Her face was broad and beautiful, with a high forehead and the nose of a legislator or poet. That face stunned him, so beautiful and new and floating there like an apparition in his living room, and he couldn’t think of how to respond. The snow ticked at the windows. The old dog let out an audible fart. “He can’t—” John began, and then he faltered. “What do you mean, depressed? How? Why?”

She’d been watching him, focusing a clear, steady gaze on him that seemed to say all sorts of things — erotic things, crazy things — but now she dropped her eyes. “He thinks he’s going to die.”

Something clutched suddenly at him, something deep, but he ignored it. He was going to say, “Don’t be ridiculous,” but aimed for something lighter instead. “Well, he is,” he said. “I mean, it’s a rational fear. We’re all going to die.” He stared into her eyes, a pillar of strength and wisdom. “Eventually,” he added, and tried for a smile. “Look at me — I’m fifty already. But Buck — you kids, the two of you — what have you got to worry about? It’s a long way off. Forget about it, enjoy yourselves, dance to the music of life.” Dance to the music of life? The phrase had just jumped into his head, and now he felt a little silly, a little quaint, but seductive too and wise and so full of, of love and maybe fear that he was ready to get up from the couch and embrace her.

The only problem was, she was no longer there.
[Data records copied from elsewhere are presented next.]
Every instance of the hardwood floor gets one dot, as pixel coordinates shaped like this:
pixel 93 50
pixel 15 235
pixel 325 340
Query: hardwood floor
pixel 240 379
She’d heard something — and he’d heard it too, Buck calling out, the wind dragging its nails across the windowpane — and had risen like a ghost and silently vanished into the black hole of the hallway. John looked round him a moment, listening for the smallest sounds. The snow ticked away at the roof, the gutters, the window frame. The dog groaned in her sleep. He glanced down absently and saw the book there in his lap, turned back the page with a single autonomous sweep of his hand, and began, again, to read.

I’d never wanted to be a father — it was enough to have been father to my own diminishing parents, and I vowed I would never repeat the experience. Sonia felt as I did, and we took precautions to avoid any chance of conception, especially as she began younging and found herself menstruating again. I’d seen my own beloved mother dwindle to the size of a doll, a glove, an acorn, to nothing recognizable except to a scientist with a high-powered microscope, and the idea of it — of parenthood, little people, babies — terrified me.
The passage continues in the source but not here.